Граф достал листок пергамента из чайной коробки, стоявшей рядом с ним на столике, и протянул его Уэссексу. Герцог посмотрел на рисунок. Девушка, изображенная Сарой, была действительно очень похожа на Мириэль Хайклер-Капет.
— Я ее знаю. Это дочь графа Рипона, подруга ее светлости. Мы боялись, что леди Мириэль стала жертвой некоего… беспринципного авантюриста. — Уэссекс немного смущался, характеризуя таким образом Луи, поскольку он считал весьма вероятным, что юного короля уже нет в живых. Если за четыре месяца со дня его исчезновения не появилось никаких слухов о нем, то вряд ли можно прийти к другому выводу.
— Мне очень жаль, что я не смог оказать ей подобающей помощи. Но такой человек не попадал в поле зрения властей Балтимора или прилегающих областей, и не было обнаружено неопознанных трупов, подходящих под данное описание. Я предложил ее светлости послать запрос в Бостон и Нью-Йорк, но ее светлость были уверены, что леди Мириэль в Балтиморе.

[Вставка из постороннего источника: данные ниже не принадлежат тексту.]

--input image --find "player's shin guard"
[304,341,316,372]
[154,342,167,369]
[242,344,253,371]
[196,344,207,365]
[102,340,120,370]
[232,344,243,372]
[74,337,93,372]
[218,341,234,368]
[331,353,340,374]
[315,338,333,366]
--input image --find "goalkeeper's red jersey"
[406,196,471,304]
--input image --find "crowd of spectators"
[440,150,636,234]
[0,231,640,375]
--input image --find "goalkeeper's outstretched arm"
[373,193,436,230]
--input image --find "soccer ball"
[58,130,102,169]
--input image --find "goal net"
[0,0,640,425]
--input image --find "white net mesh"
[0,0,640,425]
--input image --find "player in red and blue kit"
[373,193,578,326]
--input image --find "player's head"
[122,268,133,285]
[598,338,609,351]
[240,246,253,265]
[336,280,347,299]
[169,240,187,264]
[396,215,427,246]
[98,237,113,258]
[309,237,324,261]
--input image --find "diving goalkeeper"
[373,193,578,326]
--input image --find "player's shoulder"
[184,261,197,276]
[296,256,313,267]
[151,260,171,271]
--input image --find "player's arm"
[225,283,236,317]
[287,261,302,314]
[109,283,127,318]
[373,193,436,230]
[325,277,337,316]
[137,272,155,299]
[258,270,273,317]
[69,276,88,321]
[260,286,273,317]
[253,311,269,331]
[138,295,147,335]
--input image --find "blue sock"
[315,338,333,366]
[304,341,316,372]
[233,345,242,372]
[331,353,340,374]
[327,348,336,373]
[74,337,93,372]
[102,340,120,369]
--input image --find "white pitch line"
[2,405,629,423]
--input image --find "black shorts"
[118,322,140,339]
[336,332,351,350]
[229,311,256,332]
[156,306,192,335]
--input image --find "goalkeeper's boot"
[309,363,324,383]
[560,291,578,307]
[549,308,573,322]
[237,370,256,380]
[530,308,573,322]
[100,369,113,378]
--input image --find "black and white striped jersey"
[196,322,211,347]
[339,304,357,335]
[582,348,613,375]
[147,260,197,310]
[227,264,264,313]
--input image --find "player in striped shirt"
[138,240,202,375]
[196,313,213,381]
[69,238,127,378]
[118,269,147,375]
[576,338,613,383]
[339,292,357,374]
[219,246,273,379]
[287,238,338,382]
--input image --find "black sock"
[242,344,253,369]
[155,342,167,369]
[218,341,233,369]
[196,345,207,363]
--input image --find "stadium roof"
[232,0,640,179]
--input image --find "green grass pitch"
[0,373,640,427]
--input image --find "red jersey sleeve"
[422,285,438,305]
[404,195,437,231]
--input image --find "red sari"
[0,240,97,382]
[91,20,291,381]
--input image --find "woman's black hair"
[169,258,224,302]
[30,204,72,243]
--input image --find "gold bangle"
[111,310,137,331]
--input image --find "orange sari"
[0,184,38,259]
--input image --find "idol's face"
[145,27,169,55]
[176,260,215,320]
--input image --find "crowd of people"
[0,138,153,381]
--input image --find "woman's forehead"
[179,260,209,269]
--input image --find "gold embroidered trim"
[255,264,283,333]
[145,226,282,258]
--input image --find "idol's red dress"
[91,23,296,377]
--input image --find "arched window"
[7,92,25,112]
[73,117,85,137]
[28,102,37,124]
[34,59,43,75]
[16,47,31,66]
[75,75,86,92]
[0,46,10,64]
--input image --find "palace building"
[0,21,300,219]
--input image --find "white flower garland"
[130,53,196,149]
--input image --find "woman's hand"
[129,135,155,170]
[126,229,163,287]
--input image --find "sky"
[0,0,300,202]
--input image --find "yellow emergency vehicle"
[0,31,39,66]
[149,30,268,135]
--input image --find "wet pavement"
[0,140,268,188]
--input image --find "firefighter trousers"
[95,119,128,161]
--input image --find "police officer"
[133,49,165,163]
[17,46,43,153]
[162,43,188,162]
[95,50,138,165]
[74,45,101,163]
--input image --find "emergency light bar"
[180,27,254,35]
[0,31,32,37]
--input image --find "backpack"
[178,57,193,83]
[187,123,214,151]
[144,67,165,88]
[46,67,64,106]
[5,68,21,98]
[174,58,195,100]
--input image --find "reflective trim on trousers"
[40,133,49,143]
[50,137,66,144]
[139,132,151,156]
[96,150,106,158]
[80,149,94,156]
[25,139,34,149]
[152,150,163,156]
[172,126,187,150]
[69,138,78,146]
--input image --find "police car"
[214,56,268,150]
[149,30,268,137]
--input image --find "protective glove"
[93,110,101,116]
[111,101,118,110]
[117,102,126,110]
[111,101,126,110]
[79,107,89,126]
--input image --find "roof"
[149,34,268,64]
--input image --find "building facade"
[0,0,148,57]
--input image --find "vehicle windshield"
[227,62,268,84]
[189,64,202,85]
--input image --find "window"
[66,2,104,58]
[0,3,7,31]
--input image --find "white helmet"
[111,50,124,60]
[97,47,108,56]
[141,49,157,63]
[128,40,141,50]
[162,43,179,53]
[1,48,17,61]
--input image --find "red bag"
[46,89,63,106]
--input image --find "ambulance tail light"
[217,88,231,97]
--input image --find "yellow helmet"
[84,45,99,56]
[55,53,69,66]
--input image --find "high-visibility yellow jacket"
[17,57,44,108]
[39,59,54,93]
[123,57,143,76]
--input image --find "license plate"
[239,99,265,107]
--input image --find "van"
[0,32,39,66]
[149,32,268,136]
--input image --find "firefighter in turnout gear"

— Я тоже был в этом уверен. Но возможно, она уехала, — небрежно предположил Уэссекс, чтобы не открывать степени своей заинтересованности в этом деле.
— Если бы она отправилась морем, то была бы запись.
«Если бы она путешествовала под собственным именем или по собственной воле», — мрачно подумал Уэссекс.
— А она могла уехать по суше?
— Женщина? Одна? — граф вздернул брови. — Дорогой мой герцог, вокруг города нет дорог, о которых стоит говорить. Кроме того, город окружен местными племенами, которые ведут тут себя как дома! Она могла уехать только морским путем. Если только не отправилась к индейцам, уж поверьте мне.
— Думаю, вы правы, — неохотно согласился Уэссекс. Казалось, следы Мириэль затерялись так же, как и следы ее супруга.
— А ее светлость присоединится к нашему обществу сегодня вечером? — осведомился граф.
Уэссекс немного помедлил, злясь в душе, что так легко попался.
— Да, я уверен, что присоединится. Знать бы только, где она. Но мне кажется, что она последовала за леди Мириэль. Как жаль, дорогой мой Чизапик, что вы так опрометчиво лишили нас общества нескольких юных леди. На вашем месте я постарался бы не упустить шанс, — сказал Уэссекс, искусно превратив любезность в колкость.
На торжественном обеде помимо балтиморской знати присутствовали и несколько представителей местной аристократии, носивших шелк и перья белой цапли столь же непринужденно, как их европейские собратья — свои наряды.
Уэссекс рассказывал английские новости, краем глаза наблюдая за своими соседями за столом. Граф сказал, что никто не может покинуть Балтимор по суше без помощи местных племен, а Сара, как помнил Уэссекс, говорила о том, что у нее есть связи с каким-то местным народом. Может быть, исчерпав все обычные способы поиска своей подруги, она обратилась к туземцам?
В то же время его разум изощренного политика подхватывал все осколки информации и складывал их в более или менее связную мозаику. Жестокое правление де Шарантона создаст еще больше беспорядков на границе с Луизианой, и этим воспользуются самые радикальные политические фракции в Новом Альбионе.
Но пока Сара не нашлась, ему не было до этого дела. Уэссекс с каким-то смутным удивлением понял, что готов послать к чертям собачьим всю сложную расстановку сил на политической шахматной доске Нового Света, если это гарантирует безопасность его жены.
53
* Бруммель, Джордж Брайан (1778–1840) — английский денди. Приятель принца-регента (будущего Георга Четвертого). Ввел в моду простые темные сюртуки, длинные брюки и сложные галстуки. — Прим. перев.